Pourquoi Gueule de Bois ?

Pendant une soirée on a eu l’idée de créer une entreprise de mobilier en bois. On s’est interrogés sur le nom et on a rapidement pensé à Gueule de Bois comme une grosse blague. On est allés faire un tour à Maison&Objet, et en sortant on s’est rendu compte que l’on n’avait retenu aucun nom, ce qui nous a conforté dans le choix de Gueule de Bois. Si l’on pensait au début qu’il manquerait de sérieux et de crédibilité, c’était pourtant le plus percutant.

Pourquoi le bois ?

En étant en design aux Beaux Arts à Angers, je travaillais instinctivement le bois. En parallèle je créais sur mon temps libre du mobilier en bois pour mes amis. Emmanuel, qui est un ami d’enfance, a lui fait une école de commerce. Un jour il m’a proposé de créer cette entreprise. Le bois était une évidence : son grand-père était menuisier alors que mon père, architecte, a pas mal construit de maisons en bois. Dès que j’était petit, je bricolais avec lui, je fabriquais des trucs en bois, je baigne là dedans depuis longtemps.

Toutes vos créations sont créées en France à partir de bois d’origine française. Que vous plait-il dans le 100% Made in France ?

Quand on a 25 ans aujourd’hui, je pense que l’on a instinctivement une conscience un peu responsable. On a commencé à faire nos premiers prototypes alors que l’on réfléchissait encore au schéma de l’entreprise que l’on voulait créer. On est alors allés voir un artisan menuisier qui travaille juste à côté de chez mes parents, on lui a demandé des conseils et il nous a prêté une machine dont on avait besoin. Fabriquer en France, c’est aussi travailler avec des gens qui sont à côté de toi, avoir une relation à une échelle plus locale.

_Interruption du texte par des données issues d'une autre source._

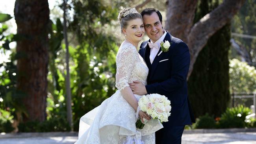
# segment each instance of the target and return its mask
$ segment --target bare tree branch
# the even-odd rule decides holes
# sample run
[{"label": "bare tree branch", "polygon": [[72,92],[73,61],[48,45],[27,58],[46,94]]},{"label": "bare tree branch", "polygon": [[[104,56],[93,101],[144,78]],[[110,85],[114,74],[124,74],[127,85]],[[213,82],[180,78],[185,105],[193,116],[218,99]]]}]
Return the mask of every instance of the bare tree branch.
[{"label": "bare tree branch", "polygon": [[165,29],[172,35],[187,42],[193,24],[197,0],[169,0]]},{"label": "bare tree branch", "polygon": [[135,7],[135,8],[136,9],[138,9],[142,7],[143,7],[143,6],[146,5],[147,3],[149,2],[150,1],[151,1],[151,0],[145,0],[144,2],[143,2],[142,3],[136,6]]},{"label": "bare tree branch", "polygon": [[209,38],[229,22],[245,0],[226,0],[217,8],[207,14],[194,25],[187,35],[187,44],[189,48],[191,61],[188,77],[193,69],[199,52],[207,43]]}]

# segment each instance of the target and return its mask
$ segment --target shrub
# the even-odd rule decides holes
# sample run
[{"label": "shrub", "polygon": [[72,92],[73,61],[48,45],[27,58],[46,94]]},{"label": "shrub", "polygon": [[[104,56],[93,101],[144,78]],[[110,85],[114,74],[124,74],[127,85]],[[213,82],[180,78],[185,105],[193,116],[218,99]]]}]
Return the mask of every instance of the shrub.
[{"label": "shrub", "polygon": [[206,113],[197,119],[195,128],[196,129],[212,129],[216,127],[216,122],[213,117]]},{"label": "shrub", "polygon": [[243,105],[228,108],[221,115],[219,124],[219,128],[245,127],[247,125],[245,122],[245,116],[250,113],[250,109]]},{"label": "shrub", "polygon": [[9,133],[14,129],[11,126],[10,112],[0,109],[0,133]]}]

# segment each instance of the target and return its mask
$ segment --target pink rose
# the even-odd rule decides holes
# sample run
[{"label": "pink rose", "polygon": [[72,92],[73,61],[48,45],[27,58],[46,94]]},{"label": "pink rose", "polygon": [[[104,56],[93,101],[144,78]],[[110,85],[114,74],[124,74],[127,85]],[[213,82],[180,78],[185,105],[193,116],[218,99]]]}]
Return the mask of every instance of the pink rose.
[{"label": "pink rose", "polygon": [[154,107],[154,104],[152,103],[149,102],[148,103],[147,106],[149,109],[152,109]]},{"label": "pink rose", "polygon": [[157,111],[159,113],[162,113],[163,112],[163,111],[161,109],[158,108],[156,109],[156,111]]}]

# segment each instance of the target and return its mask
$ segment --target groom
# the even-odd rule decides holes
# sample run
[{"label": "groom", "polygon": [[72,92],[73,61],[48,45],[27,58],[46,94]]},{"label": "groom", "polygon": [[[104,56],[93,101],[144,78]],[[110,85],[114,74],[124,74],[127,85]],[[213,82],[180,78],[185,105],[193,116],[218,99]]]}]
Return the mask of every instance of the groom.
[{"label": "groom", "polygon": [[[141,13],[144,27],[150,39],[143,42],[139,53],[149,70],[147,85],[139,81],[130,83],[135,94],[157,93],[165,95],[171,101],[172,109],[168,122],[156,133],[156,143],[181,144],[186,125],[195,122],[187,97],[187,76],[190,62],[189,49],[182,40],[171,36],[163,29],[162,15],[154,8]],[[168,41],[162,51],[161,42]],[[168,43],[168,42],[167,42]]]}]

Vous n’avez jamais été tentés d’aller faire ça ailleurs, moins cher ?

Forcément on est toujours tenté car on recherche l’artisan le moins cher pour pouvoir sortir des meubles de qualité à des prix raisonnables. La question s’est posée au début, où nous nous sommes demandé si nous allions nous-même fabriquer le mobilier. Le pas entre «on le fait nous même» et la Chine était relativement grand, du coup on s’est dit qu’on allait simplement faire le pas entre nous et l’artisan qu’il y a juste à côté, près de Nantes. On s’est d’ailleurs rendu compte a posteriori que Vincent, l’artisan avec qui l’on travaille, était apprenti du grand-père d’Emmanuel. Aujourd’hui, tout le monde exporte sa production au Portugal car c’est deux fois moins cher. On pourrait faire la même chose, mais en produisant en France on crée une plus-value non négligeable au sein de Gueule de Bois.

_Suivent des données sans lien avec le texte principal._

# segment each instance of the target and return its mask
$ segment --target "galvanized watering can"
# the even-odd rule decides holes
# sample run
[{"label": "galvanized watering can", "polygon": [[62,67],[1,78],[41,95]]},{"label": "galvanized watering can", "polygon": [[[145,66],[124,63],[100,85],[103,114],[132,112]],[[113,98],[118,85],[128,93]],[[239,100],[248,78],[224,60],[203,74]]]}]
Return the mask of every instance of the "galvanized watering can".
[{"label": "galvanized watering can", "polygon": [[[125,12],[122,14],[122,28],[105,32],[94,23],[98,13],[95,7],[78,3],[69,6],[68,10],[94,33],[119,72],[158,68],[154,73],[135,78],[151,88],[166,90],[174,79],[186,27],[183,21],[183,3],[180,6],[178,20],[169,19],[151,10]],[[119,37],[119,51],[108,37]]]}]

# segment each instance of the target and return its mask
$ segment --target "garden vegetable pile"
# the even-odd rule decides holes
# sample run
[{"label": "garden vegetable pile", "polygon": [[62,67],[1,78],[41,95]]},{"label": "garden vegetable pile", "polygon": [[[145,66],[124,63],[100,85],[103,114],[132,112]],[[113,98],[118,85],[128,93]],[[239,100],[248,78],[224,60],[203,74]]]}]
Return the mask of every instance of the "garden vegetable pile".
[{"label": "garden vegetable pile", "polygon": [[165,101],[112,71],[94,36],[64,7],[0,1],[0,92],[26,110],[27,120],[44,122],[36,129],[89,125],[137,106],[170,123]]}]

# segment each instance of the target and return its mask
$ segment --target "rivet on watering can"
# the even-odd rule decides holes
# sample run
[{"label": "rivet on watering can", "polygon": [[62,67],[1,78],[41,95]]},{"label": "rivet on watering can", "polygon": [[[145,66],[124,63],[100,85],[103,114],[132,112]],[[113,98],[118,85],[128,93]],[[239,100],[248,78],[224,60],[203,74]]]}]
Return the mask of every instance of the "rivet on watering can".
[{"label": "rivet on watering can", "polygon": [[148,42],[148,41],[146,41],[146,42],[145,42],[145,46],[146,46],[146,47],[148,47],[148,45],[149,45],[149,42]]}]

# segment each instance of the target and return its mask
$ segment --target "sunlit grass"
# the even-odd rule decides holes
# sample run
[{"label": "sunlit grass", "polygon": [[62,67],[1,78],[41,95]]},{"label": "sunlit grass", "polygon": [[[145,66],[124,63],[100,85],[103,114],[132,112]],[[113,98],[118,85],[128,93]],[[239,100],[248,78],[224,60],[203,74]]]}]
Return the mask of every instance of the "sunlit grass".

Que préfères-tu dans ton métier ?

Les projets d’architecture d’intérieur sont assez plaisant. Faire l’équation sur mesure entre un espace et son histoire, les désirs et besoins des clients, et notre créativité. Une fois l’équation résolue, le rendu de chaque projet est différent. Le cheminement d’un projet de meuble est intéressant aussi. Le dessiner, faire la 3D, puis le prototype, recevoir le prototype du menuisier, puis enfin l’objet fini, c’est assez cool de suivre toute l’évolution.

Comment choisissez-vous les essences de bois que vous travaillez ?

On a commencé avec une charpente récupérée sur un chantier à côté de là où habitent mes parents. On s’est retrouvé avec du chêne et du peuplier, ce qui a influencé nos premiers meubles. C’était essentiel pour nous de travailler des bois d’origine française comme le sapin, le chêne, le hêtre, l’érable. Je ne vous cache pas qu’au début nous recherchions des bois pas trop chers. Seulement aujourd’hui on se rend compte que ce n’est pas le bois qui coûte cher, mais surtout la main d’oeuvre. On sélectionne aussi les bois par rapport à l’esthétique que l’on veut donner à notre meuble : un bois assez clair pour lui donner un aspect scandinave, ou alors du chêne pour un style plus rustique.

Quel est le style de Gueule de Bois ?

Je dirai minimaliste, tant dans la forme que dans la production. L’idée est de faire le moins de gestes possibles, d’aller au plus simple, et de concevoir des assemblages marrants mais intelligents.

Quel est votre rythme de collections ? Comment vous renouvelez-vous ?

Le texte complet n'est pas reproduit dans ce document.